Bigway serving its last kim chee burger

By Karen Blakeman
Advertiser Staff Writer

Wahiawa's comfort food source for 42 years, Bigway Burger, is packing up the recipe for kim chee burgers and closing its doors on Sunday.

Tony Choi, co-owner of Bigway Burger, and cook Yvonne Pancipanci are serving up some of the Wahiawa restaurant's final meals. The restaurant is closing Sunday.

Rebecca Breyer • The Honolulu Advertiser

"I told my 17-year-old daughter, and she started crying," said Jackie Tapia, a Honolulu resident who grew up in Wahiawa.

Tapia said as soon as she heard the restaurant would close she decided it was time to make one more trip to Bigway. That was right after she called family members on the Mainland and told them they'd enjoyed their last Bigway teriyaki plates.

She was enjoying hers yesterday afternoon.

Tony Choi, who owns and operates the landmark restaurant with his brother, Melvyn, and wife, Shirley, said the expiration of Bigway's lease and other factors contributed to the family's decision to sell. It wasn't a popular one, he said.

"I had two ladies today tell me they planned to protest," he said. "They said: You just can't close."

Another customer had said his family had been thinking of nothing but Bigway kim chee burgers since boarding an airplane on the Mainland, and had gone straight to Bigway, instead of his mother's house, after landing on O'ahu.

Choi said many of his customers who grew up in Wahiawa think of Bigway food as the town's own home-cooked meals.

"It's comfort food," he said. "People tell me: I was feeling down so I decided to come here."

Tapia said she thought of the place as home.

"Even the ice is better," she said. "Maybe the way they shave it or — oh, now I'm going to tear up."

Bigway was started by Choi's parents, Smitty and Daisy, in September 1961, when Choi was a high school freshman.

After a few years away for college and a tour of Vietnam, Choi came back to the restaurant, and eventually took it over.

Choi said most of the restaurant's recipes were invented by his mother, and the specially seasoned french fries and sweet-and-sour spare ribs have remained extremely popular.

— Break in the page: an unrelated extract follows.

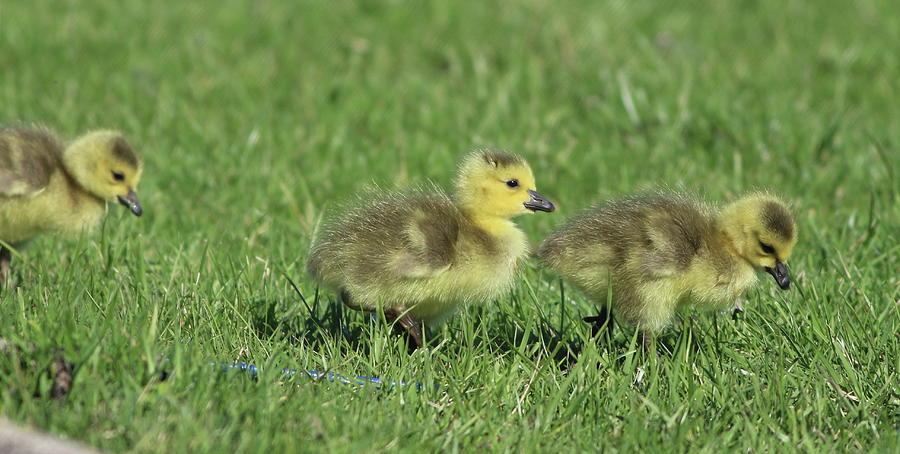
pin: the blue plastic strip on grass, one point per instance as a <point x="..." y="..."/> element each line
<point x="331" y="377"/>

His father, he said, came up with the idea of the kim chee burger, and that caught on so well that all burgers — including cheese and teriyaki — were offered with kim chee.

Loyalty to a particular noodle company kept the saimin tasting the same since Daisy first prepared it, he said.

The Tamura family of nearby Tamura's Wahiawa Market, Choi said, will continue a food service operation on the Bigway site at 211 Hiwi Place.

They have agreed to take on all of Bigway's employees, Choi said.

But Choi said the sale of the restaurant did not include the use of the Bigway name, and the new owners will not have access to the Choi family recipes.

Bigway is scheduled to close at 10:30 p.m. Sunday, Choi said. After that, he and Shirley plan to take a trip to Denver, and visit their grandchildren.

Things are sort of open after that trip, he said, but the Chois have not ruled out the possibility of opening another restaurant.